Problem with fsfreeze-freeze and qemu guest agent

werenzo

Active Member
May 21, 2018
6
1
43
47
Hello,

we're running proxmox-ve: 5.4-1 (running kernel: 4.15.18-12-pve)

I was trying to test qemu-guest-agent fsfreeze function in a CloudLinux release 7.7 (3.10.0-962.3.2.lve1.5.26.4.el7.x86_64) guest.

When I issue the command

qm agent <vmid> fsfreeze-freeze

The guest agent stop responding and I get

"QEMU guest agent is not running"

In order to restore functionality I have to restart qemu-guest-agent.service (systemctl restart qemu-guest-agent.service) but the process seems not responding and finally systemd kills it to restart.

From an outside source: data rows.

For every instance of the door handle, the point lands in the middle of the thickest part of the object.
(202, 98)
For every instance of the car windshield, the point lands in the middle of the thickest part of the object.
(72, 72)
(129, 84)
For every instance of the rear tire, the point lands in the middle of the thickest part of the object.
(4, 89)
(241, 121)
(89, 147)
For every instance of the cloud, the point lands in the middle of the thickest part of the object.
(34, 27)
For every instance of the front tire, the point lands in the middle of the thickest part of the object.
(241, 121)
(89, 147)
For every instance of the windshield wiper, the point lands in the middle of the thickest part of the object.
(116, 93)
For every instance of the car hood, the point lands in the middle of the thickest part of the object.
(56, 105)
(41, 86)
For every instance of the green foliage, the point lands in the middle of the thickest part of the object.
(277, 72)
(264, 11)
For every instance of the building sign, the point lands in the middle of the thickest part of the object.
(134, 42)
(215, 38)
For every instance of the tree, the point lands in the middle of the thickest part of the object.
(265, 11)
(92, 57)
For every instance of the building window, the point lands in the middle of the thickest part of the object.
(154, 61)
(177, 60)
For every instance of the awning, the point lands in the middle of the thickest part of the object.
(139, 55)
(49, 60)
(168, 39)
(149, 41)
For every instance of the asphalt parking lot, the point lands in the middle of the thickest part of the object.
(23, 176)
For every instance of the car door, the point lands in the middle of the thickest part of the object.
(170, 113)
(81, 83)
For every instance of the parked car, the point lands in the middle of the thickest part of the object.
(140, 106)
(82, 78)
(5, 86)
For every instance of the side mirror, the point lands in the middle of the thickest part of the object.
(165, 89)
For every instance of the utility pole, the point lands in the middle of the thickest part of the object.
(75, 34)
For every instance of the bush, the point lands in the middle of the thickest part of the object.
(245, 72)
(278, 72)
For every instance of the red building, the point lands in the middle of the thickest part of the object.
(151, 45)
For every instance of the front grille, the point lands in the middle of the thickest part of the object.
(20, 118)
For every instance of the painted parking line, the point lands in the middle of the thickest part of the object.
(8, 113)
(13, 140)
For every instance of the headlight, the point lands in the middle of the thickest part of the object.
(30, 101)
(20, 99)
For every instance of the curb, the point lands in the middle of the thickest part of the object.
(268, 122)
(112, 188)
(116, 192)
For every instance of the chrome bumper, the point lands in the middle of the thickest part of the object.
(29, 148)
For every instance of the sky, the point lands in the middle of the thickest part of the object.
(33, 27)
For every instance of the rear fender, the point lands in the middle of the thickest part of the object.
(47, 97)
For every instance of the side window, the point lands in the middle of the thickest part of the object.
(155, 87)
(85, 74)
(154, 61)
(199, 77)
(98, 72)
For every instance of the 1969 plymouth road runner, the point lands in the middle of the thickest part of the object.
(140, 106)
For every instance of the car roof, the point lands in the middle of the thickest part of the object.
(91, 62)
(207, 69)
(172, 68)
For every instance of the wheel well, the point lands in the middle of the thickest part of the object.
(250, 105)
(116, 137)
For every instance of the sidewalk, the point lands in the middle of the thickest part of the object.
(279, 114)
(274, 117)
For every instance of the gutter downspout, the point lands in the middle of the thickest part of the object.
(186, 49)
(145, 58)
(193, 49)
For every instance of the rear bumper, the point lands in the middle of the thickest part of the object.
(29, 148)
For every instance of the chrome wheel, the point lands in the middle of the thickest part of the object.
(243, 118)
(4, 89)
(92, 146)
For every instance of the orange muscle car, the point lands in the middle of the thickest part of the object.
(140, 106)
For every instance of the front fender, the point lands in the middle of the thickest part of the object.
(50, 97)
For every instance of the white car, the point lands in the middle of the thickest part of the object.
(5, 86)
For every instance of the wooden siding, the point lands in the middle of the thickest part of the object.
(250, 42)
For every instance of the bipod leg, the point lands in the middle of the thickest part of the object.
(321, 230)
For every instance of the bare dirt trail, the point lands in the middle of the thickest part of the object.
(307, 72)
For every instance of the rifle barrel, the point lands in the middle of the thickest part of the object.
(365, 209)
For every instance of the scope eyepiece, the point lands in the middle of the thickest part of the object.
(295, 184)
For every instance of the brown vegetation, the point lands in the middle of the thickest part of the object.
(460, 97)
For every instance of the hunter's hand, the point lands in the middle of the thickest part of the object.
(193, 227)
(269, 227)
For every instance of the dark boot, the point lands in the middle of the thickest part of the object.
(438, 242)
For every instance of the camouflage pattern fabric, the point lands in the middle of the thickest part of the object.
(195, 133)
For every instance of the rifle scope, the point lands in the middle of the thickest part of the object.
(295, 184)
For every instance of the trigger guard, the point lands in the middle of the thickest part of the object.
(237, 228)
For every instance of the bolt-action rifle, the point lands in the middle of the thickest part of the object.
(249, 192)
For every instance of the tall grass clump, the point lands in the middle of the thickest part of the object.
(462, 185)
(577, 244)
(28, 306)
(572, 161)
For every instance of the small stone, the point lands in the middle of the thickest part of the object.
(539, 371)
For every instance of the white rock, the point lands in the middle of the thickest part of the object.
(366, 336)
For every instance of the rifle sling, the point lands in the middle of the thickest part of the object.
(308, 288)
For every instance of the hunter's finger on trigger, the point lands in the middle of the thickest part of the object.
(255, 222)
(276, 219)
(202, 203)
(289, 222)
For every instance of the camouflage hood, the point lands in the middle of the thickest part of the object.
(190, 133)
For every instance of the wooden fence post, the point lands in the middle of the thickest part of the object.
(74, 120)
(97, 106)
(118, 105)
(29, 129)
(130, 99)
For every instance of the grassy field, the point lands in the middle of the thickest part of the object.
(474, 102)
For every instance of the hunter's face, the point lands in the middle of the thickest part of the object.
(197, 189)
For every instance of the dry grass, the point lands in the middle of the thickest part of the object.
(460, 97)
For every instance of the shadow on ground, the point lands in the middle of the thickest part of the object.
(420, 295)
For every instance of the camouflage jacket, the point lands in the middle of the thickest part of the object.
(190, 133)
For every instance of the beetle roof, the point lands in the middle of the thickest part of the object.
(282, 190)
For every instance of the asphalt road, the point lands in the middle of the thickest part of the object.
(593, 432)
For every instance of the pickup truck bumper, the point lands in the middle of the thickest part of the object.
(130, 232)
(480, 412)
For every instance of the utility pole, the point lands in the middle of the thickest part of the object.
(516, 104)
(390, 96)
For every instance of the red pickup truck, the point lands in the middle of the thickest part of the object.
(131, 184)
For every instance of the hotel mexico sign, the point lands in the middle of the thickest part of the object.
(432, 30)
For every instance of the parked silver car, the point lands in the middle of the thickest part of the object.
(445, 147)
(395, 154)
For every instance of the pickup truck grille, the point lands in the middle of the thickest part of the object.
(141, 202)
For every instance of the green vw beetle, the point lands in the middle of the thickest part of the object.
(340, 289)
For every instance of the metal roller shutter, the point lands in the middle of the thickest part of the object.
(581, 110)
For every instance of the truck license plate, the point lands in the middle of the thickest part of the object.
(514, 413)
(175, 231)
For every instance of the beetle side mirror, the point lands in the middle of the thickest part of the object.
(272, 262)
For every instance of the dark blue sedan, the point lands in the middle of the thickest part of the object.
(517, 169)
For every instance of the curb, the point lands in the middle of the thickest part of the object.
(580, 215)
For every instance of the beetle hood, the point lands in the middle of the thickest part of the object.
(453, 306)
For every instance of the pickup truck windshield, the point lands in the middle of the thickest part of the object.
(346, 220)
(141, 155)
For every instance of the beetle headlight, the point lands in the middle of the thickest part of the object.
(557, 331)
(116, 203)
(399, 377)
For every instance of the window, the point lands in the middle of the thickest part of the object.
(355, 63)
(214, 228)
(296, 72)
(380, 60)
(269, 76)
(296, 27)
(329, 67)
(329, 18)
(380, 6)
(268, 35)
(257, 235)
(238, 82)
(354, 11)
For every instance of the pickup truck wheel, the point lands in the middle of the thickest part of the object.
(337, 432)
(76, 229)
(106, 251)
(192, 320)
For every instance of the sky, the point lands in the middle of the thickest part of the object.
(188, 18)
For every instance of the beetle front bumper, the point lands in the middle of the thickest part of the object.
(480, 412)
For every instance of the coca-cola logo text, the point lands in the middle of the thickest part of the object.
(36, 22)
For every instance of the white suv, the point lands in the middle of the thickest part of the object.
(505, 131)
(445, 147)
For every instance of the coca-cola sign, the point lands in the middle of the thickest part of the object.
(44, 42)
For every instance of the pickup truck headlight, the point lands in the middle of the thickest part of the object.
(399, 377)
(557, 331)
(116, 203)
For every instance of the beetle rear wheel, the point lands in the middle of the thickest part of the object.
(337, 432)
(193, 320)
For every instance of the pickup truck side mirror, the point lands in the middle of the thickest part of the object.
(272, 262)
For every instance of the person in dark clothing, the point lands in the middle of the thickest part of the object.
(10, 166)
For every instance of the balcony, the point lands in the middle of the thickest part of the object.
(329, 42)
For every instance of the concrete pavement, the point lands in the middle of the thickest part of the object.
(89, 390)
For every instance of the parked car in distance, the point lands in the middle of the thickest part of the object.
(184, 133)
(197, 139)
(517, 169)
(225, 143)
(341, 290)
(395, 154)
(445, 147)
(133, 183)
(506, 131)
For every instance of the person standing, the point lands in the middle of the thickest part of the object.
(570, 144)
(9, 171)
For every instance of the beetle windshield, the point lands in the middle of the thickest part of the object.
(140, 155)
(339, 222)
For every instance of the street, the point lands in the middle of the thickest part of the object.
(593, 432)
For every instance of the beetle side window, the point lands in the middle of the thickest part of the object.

I've noticed some backup related post with a similar behaviour. Could you help me debug this problem?

Thank you
 
Do simple qm guest cmd<vmid> ping works? It should be also visible in the guest syslog..

I suspect that this is rather an issue with the in guest packaged guest-agent, the cloudlinux website was currently not reachable (got some cloudflare error site), but wikipedia says that the 7.x series was initially released in 2015, so depending on the updates for the agent it could be a bit outdated. Maybe see if there's some updates?

If ping and other QGA commands work, it could be related to freezing of the rootfs - what runs inside that VM, not all workloads are easy to freeze - some Databases or also some Container implementation (like older OpenVZ a long time ago) often have some issues with freeze. The guest kernel is also a bit outdated, not sure how good the FS freezer support was then.
 
Hello t.lamprecht,

qm guest ping result in "QEMU guest agent is not running".

Here's the installed version of guest agent:

qemu-guest-agent.x86_64 10:2.12.0-3.el7 @cloudlinux-x86_64-server-7
 
I believe I have a similar problem. This is what CloudLinux came back to me with.

The issue is not related to CloudLinux directly, but to Qemu agent, which does not freeze the file system(s) correctly. What is actually happening:

When VM backup is invoked, Qemu agent freezes the file systems, so no single change will be made during the backup. But Qemu agent does not respect the loop* devices in freezing order (we have checked its sources), which leads to the next situation:
1) freeze loopback fs
---> send async reqs to loopback thread
2) freeze main fs
3) loopback thread wakes up and trying to write data to the main fs, which is still frozen, and this finally leads to the hung task and kernel crash.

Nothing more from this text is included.